J’ai attendu qu’ils se séparent pour me montrer à l’un d’eux. Au moment où il croyait se saisir de moi, je me suis jetée sur lui et l’ai tué avec mon poignard. J’ai maintenant une monture et il me sera plus facile de fuir, même si je perds un peu en discrétion. J’espère ne pas avoir laissé de traces pour ses deux compagnons.

 


 

     Mon cheval me crée une compagnie appréciable. Il m’arrive de lui parler. Mais, quoi que je fasse, je sens le besoin de poursuivre mon journal. D’ailleurs, le résultat est bien curieux : j’y rédige tantôt une autobiographie sans filet, tantôt un véritable journal intime. En fait, j’ignore ce que c’est. Je me rends également compte que je n’ai pas inscrit les dates… Il est vrai que j’en aurais été incapable pendant toutes les premières pages. Je vais continuer dans cet esprit, même si, en m’y reportant par la suite, j’aurais pu aimer savoir quand je l’avais écrit. Ne rien dater lui confère un aspect intemporel qui m’amuse. J’ai comme l’impression de graver dans le marbre qui je suis et ce que je pense, comme si plus jamais je ne changerais d’avis, comme si j’allais toujours garder le même regard sur moi et sur ce qui m’arrive.

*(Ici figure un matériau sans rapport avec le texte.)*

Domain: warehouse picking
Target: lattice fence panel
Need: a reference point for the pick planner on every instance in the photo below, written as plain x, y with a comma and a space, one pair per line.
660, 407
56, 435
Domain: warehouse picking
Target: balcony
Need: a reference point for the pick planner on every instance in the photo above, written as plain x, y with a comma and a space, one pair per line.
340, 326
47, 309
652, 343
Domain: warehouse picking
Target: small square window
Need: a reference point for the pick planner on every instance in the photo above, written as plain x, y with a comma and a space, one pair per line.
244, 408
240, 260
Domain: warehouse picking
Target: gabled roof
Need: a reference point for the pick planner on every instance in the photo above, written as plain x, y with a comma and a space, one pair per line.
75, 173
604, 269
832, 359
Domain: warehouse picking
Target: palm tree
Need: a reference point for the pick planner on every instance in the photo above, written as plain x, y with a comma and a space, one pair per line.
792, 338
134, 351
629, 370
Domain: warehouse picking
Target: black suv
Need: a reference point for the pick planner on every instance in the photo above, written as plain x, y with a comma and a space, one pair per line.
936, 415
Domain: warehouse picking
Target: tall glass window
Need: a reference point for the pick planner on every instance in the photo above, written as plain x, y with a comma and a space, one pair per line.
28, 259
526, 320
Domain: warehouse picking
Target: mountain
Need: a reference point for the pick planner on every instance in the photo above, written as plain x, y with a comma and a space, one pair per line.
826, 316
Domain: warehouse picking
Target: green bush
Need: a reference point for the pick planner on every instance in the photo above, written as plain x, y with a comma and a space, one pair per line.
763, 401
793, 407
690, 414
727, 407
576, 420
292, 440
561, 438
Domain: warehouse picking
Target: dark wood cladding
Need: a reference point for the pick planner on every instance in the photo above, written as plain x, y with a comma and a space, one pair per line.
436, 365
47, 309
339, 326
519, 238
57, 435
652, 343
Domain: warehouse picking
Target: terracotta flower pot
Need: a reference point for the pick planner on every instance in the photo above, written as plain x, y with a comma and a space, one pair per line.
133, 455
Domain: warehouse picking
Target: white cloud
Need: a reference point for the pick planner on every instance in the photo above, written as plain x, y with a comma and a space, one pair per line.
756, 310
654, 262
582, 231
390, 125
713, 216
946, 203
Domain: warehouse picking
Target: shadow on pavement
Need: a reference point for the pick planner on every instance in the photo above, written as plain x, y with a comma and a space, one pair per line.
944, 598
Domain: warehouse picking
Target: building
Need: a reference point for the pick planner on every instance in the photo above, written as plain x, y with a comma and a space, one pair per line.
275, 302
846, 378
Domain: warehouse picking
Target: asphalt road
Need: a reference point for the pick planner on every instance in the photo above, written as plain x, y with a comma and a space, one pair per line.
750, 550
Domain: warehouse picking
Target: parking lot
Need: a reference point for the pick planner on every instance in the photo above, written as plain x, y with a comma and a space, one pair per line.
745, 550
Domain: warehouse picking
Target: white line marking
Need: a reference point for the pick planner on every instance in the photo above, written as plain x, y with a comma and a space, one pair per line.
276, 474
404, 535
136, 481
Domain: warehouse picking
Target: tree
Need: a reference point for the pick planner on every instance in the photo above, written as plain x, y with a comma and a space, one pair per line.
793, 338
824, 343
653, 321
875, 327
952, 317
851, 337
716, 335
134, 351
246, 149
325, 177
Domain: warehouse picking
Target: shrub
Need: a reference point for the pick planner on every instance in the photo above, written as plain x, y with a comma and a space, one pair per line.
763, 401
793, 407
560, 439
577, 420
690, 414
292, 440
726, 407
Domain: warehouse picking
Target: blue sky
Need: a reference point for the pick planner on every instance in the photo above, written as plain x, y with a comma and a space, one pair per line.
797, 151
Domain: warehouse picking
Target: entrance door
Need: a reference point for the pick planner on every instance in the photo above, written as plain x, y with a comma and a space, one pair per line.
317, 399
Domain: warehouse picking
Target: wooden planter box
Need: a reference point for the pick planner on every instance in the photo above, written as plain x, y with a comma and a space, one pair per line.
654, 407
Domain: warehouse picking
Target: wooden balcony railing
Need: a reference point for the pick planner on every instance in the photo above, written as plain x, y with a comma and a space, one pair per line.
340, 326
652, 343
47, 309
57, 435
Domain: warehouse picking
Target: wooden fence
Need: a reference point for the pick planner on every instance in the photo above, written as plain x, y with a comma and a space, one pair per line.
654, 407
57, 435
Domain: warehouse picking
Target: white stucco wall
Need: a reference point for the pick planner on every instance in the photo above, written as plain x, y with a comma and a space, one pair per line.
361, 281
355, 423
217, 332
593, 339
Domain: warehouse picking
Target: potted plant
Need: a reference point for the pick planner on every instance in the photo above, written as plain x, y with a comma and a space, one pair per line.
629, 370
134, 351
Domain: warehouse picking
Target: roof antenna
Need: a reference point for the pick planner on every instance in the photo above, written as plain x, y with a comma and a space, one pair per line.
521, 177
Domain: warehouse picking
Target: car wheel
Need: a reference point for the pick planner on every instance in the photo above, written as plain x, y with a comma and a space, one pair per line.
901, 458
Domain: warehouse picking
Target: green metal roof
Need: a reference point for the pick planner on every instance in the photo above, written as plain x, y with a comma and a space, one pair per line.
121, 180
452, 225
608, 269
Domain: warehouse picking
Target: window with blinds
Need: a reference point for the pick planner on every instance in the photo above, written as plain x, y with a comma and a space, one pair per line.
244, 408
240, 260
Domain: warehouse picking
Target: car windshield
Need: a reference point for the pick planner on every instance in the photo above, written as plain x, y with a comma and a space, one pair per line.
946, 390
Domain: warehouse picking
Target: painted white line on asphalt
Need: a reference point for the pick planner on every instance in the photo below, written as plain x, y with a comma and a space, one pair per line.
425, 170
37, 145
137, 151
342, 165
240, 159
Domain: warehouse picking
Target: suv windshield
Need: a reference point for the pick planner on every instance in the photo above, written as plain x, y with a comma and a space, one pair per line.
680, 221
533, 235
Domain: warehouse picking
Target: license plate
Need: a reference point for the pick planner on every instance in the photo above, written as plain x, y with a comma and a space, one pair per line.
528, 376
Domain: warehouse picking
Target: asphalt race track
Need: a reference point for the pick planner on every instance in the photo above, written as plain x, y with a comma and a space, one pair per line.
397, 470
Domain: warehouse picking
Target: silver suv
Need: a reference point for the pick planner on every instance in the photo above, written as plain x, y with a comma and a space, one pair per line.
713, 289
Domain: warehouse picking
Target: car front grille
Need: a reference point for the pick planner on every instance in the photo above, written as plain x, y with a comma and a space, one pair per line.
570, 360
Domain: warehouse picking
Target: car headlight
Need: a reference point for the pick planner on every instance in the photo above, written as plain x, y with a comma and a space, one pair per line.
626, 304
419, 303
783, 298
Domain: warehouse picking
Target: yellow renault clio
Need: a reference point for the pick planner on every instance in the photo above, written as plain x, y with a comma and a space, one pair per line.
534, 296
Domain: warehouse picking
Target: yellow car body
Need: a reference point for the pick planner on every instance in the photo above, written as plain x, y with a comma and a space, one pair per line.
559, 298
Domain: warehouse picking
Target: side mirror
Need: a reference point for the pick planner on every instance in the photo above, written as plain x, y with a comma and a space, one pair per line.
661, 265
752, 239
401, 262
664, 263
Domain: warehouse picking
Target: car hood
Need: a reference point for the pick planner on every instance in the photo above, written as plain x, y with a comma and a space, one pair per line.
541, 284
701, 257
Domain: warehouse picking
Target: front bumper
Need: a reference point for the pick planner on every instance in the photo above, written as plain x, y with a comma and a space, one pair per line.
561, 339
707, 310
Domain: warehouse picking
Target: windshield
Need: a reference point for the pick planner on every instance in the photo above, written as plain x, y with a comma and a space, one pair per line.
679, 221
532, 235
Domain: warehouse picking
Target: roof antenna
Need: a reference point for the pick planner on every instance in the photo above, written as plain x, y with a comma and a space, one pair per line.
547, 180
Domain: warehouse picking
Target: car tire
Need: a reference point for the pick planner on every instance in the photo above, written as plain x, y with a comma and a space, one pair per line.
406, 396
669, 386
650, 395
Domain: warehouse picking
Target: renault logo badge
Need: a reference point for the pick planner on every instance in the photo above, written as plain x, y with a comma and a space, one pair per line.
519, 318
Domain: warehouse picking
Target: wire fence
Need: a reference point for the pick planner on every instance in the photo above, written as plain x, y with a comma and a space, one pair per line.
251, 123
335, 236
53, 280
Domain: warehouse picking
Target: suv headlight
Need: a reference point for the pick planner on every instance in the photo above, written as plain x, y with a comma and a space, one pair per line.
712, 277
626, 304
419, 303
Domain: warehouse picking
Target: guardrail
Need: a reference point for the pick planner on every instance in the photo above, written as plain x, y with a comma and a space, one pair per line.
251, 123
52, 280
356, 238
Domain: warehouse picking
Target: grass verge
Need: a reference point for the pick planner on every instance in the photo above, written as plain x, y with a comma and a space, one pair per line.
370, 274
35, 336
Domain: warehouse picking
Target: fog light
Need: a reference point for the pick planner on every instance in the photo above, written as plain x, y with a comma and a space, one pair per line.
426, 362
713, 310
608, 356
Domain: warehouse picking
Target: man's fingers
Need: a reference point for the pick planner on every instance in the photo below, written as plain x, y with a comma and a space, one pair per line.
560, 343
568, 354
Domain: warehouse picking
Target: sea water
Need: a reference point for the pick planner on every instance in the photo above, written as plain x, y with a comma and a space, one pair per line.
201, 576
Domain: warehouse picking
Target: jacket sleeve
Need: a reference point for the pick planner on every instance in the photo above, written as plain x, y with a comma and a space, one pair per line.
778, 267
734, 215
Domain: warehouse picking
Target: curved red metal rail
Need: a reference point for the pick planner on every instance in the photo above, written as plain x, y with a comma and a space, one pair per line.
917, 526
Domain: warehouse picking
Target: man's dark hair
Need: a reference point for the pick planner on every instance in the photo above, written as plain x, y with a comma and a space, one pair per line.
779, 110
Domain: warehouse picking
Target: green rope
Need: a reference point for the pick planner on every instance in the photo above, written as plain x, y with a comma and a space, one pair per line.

     Alarielle, tu n’es qu’une petite prétentieuse ! Oui, ma chérie, ton orgueil est toujours là, ils n’auront donc pas réussi à te le détruire ! L’idée m’amuse. Voilà, c’est décidé, je n’écris plus un journal mais un traité philosophique sur ma petite personne. Je pourrais l’appeler : « Grandeur et Décadence d’une personne immuable et devenue parfaite le jour où elle décida d’écrire un journal » ! C’est un peu long comme titre… Ou « Journal d’une Orgueilleuse »… Non, ce n’est quand même plus très vrai, disons, du moins, pour l’instant… Ou encore « Les Folles Vérités ». Ce serait plus juste mais je n’aime pas trop ce titre, j’espère bien reprendre le dessus, sinon pourquoi écrirais-je tout ceci ? Qu’en penses-tu, mon nouveau compagnon ? En tout cas, galoper sans aucun but devant moi, si ce n’est le plaisir de sentir ta force et de retrouver une harmonie oubliée avec la nature.

 


 

     Une anecdote me revient qui s’associa pendant longtemps dans mon esprit au premier grand drame de ma vie.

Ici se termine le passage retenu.